Every now and then a dark spot glides across our Sun. This rare moment hits when the planet Venus slides in between the Sun and Earth, obscuring a small portion of the sun.
During a transit, Venus can sneak as close as 38 million kilometres to our home planet. The transit usually lasts about six hours and happens in pairs that eight years apart, each pair is separated by around 120 years.
On 6 June 2012 Venus transited the Sun, this is the second transit of the set – the first scrolled past in 2004. So, for those who missed it, they’ll have to wait until 2117 for the next one. (Sorry!)
This transit wasn’t just beautiful, it will also help scientists better understand Venus and even help find exoplanets.

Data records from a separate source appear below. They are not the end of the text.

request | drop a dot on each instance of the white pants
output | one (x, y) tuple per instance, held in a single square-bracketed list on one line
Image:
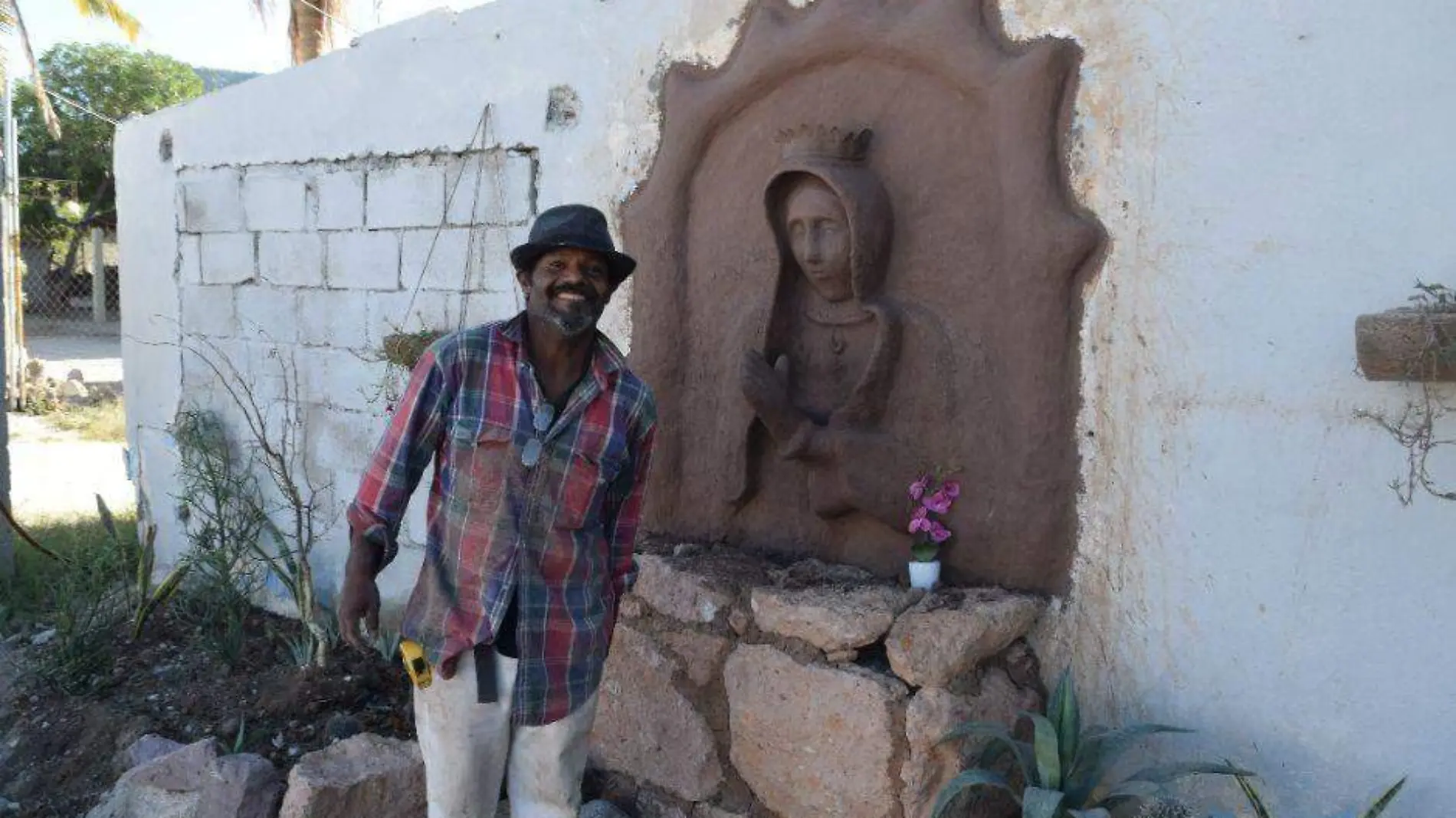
[(469, 747)]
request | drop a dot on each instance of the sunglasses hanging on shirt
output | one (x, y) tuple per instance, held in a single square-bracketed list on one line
[(540, 421)]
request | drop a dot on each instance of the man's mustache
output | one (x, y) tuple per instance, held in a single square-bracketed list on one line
[(579, 290)]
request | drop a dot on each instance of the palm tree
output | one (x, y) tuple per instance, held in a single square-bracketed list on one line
[(12, 22), (310, 25)]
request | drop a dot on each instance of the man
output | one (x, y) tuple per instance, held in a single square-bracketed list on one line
[(540, 439)]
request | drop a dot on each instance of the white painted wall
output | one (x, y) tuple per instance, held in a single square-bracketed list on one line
[(277, 222), (1267, 172)]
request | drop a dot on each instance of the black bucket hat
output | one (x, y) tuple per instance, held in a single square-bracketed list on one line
[(579, 228)]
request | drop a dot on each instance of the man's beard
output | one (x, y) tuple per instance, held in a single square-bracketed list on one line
[(577, 319)]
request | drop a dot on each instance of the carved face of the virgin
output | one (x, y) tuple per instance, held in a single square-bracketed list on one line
[(818, 235)]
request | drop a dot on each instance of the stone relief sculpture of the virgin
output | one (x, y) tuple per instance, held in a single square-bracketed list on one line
[(861, 258), (818, 369)]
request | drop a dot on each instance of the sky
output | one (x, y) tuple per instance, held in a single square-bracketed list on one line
[(213, 34)]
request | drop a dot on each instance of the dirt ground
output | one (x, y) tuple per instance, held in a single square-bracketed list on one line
[(60, 753)]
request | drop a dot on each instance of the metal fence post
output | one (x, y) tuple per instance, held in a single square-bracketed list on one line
[(98, 275)]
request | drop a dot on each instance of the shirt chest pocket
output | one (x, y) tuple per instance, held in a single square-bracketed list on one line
[(584, 489), (484, 460)]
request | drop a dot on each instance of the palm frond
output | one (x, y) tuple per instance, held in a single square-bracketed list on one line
[(43, 98), (6, 29), (111, 11)]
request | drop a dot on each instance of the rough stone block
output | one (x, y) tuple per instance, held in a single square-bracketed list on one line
[(657, 805), (293, 259), (208, 310), (149, 748), (189, 259), (710, 811), (831, 619), (194, 782), (440, 259), (411, 312), (702, 654), (363, 259), (948, 633), (494, 188), (645, 728), (339, 200), (228, 258), (276, 199), (212, 201), (680, 593), (334, 317), (405, 197), (931, 715), (268, 314), (815, 741), (364, 774)]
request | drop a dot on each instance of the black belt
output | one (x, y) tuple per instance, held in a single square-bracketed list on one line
[(485, 688)]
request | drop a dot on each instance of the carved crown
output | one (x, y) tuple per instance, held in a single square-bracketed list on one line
[(820, 142)]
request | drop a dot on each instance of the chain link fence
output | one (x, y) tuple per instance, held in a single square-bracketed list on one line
[(58, 287)]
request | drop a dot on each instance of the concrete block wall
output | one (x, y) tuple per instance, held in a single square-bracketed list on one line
[(306, 268)]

While Venus, named after the Roman goddess of love, might look enticing from Earth – if you took a sojourn to this planet you would either be burned alive by the 464 degree C temperatures, or crushed to death by the overpowering atmospheric pressure. And although we know some stuff about this planet, there are still a great many unknowns.
For example, the clouds of Venus completely swirl around the planet in four days – and scientists don’t really know how winds could rotate so quickly.
How will the Transit help us know more about Venus?
As Venus’ first makes contact with the edge of the Sun’s disk, it becomes outlined by a thin arc of light, called the aureole. This mysterious arc is caused by light waves writhing through Venus’ atmosphere.
The brightness and thickness of the aureole depends on the height of the atmospheric layers above Venus’s cloud tops, and the density and temperature of Venus’ atmosphere.
Measuring the density of Venus’ atmosphere has proved incredibly difficult because it changes so much. But, during the transit, scientists will be able to use a variety of tools to record Venus’ atmosphere – and from this, they can understand the temperature, density and other characteristics of Venus’ clouds.
Astronomers will also use the transit of Venus to better understand the characteristics of exoplanets, which are planets outside our Solar System.
How? NASA’s Kepler spacecraft – launched in 2009 – hunts exoplanets. It does this by constantly monitoring the brightness of 150,000 stars found between 600 and 3,000 light years from Earth. If the brightness of a star regularly dims, it suggests a circling planet might be causing the change. For example, the transit of Venus will dim the Sun’s light by just a tenth of one per cent. The amount of light dimmed also gives information about the planets’ masses.
Measuring the rate that the Sun dims, or the Moon dims, when Venus is transiting will let scientists confirm and bolster calculations to allow Kepler to detect new planets.